Entre trauma et deuil impossible

Mister Babadook : la mère de toutes les peurs

Les zones d’ombre dans Mister Babadook se révèlent moins littérales que narratives, le scénario ne levant jamais le voile sur l’identité réelle de ce monstre de papier aux contours indistincts, ou sur la profondeur des névroses d’Amelia, tour à tour attachante et pathétique, nerveuse et apathique. Tout au plus est-on sûr que l’histoire agit comme une métaphore d’un deuil impossible, et un passage obligé des ténèbres à la lumière d’une femme ayant du mal à embrasser sa maternité. Il y a dans ce récit une dimension profondément intime, destinée à rester elle aussi cloîtrée dans les recoins d’une cave…

Si elle semble à l’aise pour construire, pièce par pièce, cette histoire de famille sans pour autant embrasser pleinement la dimension fantastique de son récit (le fameux livre pop-up est sous-exploité, et les apparitions du défunt mari d’Amelia se révèlent maladroites), Jennifer Kent s’impose aussi, quelques années avant le choc The Nightingale, comme une efficace directrice d’acteurs.
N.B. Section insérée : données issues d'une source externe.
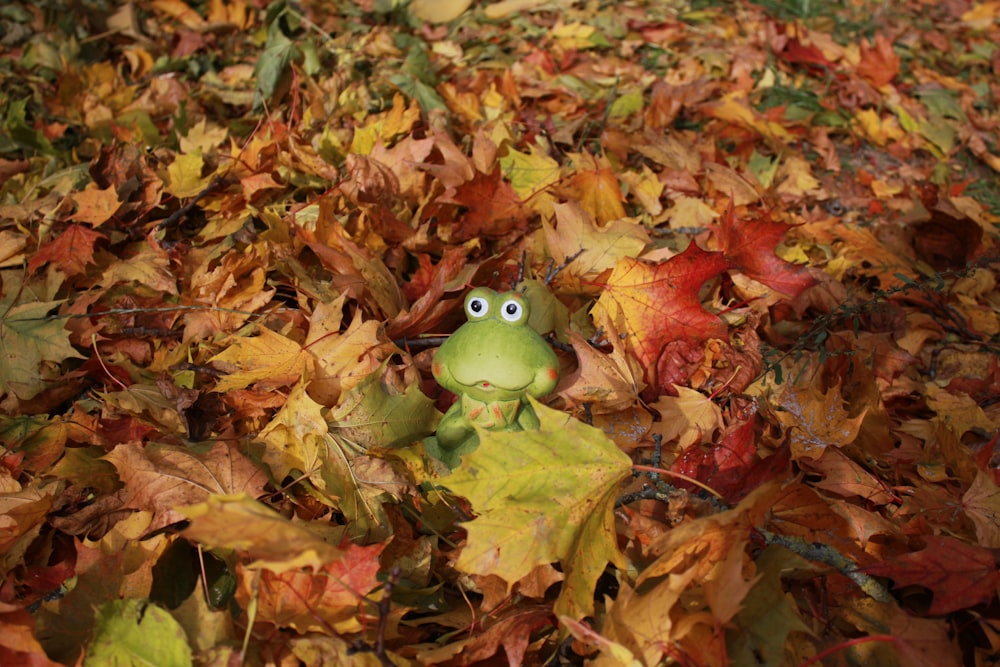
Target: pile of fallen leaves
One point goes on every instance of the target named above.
(761, 237)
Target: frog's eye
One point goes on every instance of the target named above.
(477, 307)
(512, 310)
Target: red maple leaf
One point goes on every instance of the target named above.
(493, 208)
(958, 574)
(879, 64)
(659, 303)
(731, 467)
(749, 248)
(71, 251)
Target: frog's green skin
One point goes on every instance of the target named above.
(492, 362)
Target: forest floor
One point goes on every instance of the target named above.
(761, 237)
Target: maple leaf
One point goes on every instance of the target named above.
(95, 206)
(492, 208)
(29, 339)
(268, 359)
(371, 414)
(657, 304)
(879, 63)
(959, 575)
(270, 540)
(594, 248)
(328, 599)
(559, 488)
(817, 420)
(162, 478)
(690, 416)
(597, 192)
(130, 632)
(767, 616)
(749, 247)
(71, 250)
(643, 623)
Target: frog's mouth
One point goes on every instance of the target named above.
(483, 385)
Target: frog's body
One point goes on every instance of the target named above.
(492, 362)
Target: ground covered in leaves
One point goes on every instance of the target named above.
(762, 238)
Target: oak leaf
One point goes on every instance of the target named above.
(542, 496)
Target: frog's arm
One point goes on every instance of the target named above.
(454, 428)
(527, 419)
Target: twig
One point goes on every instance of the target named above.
(828, 555)
(175, 217)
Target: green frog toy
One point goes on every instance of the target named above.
(492, 363)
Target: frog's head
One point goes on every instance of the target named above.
(496, 356)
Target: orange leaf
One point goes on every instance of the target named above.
(879, 64)
(959, 575)
(659, 303)
(598, 192)
(96, 206)
(71, 251)
(817, 420)
(327, 600)
(749, 245)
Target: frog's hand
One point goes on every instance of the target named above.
(454, 429)
(546, 379)
(527, 418)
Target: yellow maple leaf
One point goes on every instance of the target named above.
(184, 177)
(600, 247)
(689, 417)
(268, 359)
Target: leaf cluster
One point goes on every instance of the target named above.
(761, 237)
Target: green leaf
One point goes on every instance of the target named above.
(543, 496)
(136, 632)
(413, 87)
(27, 339)
(372, 414)
(272, 541)
(23, 135)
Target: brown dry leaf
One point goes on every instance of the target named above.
(296, 438)
(816, 420)
(161, 478)
(982, 505)
(608, 382)
(599, 247)
(267, 360)
(691, 417)
(330, 599)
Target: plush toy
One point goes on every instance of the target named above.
(492, 363)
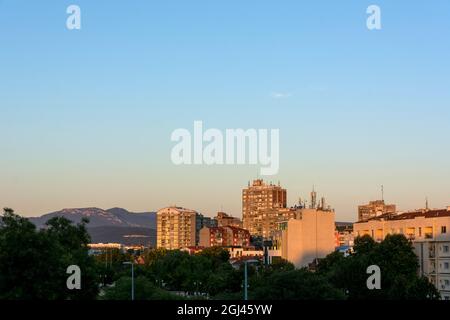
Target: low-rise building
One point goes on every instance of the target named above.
(429, 231)
(224, 236)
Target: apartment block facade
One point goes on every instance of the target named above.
(429, 231)
(177, 228)
(308, 236)
(224, 237)
(374, 209)
(261, 203)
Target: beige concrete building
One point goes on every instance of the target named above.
(374, 209)
(309, 236)
(260, 205)
(225, 220)
(224, 237)
(429, 231)
(177, 228)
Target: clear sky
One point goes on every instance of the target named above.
(86, 115)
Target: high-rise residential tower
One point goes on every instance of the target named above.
(374, 209)
(260, 202)
(177, 228)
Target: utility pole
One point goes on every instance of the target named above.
(245, 282)
(132, 278)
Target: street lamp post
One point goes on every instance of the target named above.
(132, 279)
(245, 282)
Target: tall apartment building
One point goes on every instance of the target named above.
(260, 203)
(308, 236)
(374, 209)
(177, 228)
(429, 231)
(227, 236)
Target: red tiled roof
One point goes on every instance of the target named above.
(413, 214)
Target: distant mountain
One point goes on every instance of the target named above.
(113, 225)
(117, 217)
(124, 235)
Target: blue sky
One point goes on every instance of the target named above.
(87, 114)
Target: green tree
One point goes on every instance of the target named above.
(144, 289)
(398, 265)
(33, 262)
(299, 284)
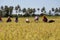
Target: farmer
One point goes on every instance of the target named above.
(27, 20)
(9, 19)
(45, 19)
(0, 19)
(36, 18)
(16, 19)
(50, 21)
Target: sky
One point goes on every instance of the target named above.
(48, 4)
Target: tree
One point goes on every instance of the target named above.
(59, 9)
(56, 10)
(10, 10)
(0, 12)
(6, 9)
(43, 9)
(24, 10)
(19, 8)
(38, 9)
(33, 10)
(49, 12)
(53, 9)
(16, 8)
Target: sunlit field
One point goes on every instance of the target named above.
(30, 31)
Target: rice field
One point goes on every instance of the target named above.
(30, 31)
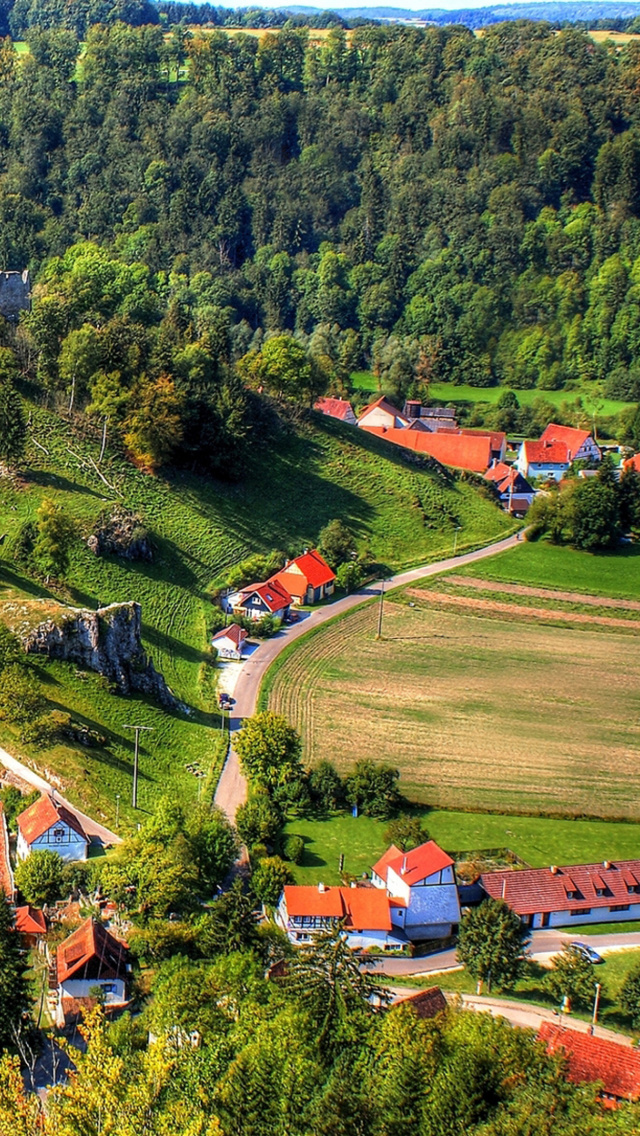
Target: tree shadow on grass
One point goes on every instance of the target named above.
(58, 482)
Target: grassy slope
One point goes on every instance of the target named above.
(542, 565)
(535, 840)
(200, 527)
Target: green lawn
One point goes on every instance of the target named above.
(289, 491)
(543, 565)
(535, 840)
Amie de longue date d’Essie Davis, elle lui offre de multiples opportunités de montrer sa palette d’actrice : sa prestation relève de la démonstration de force, dans un registre psycho-possédé pourtant difficile à tenir sans tomber dans le cabotinage sordide. De même, le jeune Noah Wiseman hérite d’un rôle encore plus casse-gueule de gamin tête à claques et criard, qui doit se montrer caustique, apeuré, sûr de lui, apaisé ou insupportable, dans des scènes qui n’ont rien de tendre – et n’auraient jamais passé le stade du scénario de l’autre côté de l’Atlantique.

Ces singularités et cette cohérence artistique font de Mister Babadook une œuvre unique, à la fois drame tortueux et film d’épouvante feutré, qui mérite sa réputation de petit classique des Antipodes. Dommage que d’une certaine manière, le premier aspect soit plus abouti et original que le deuxième.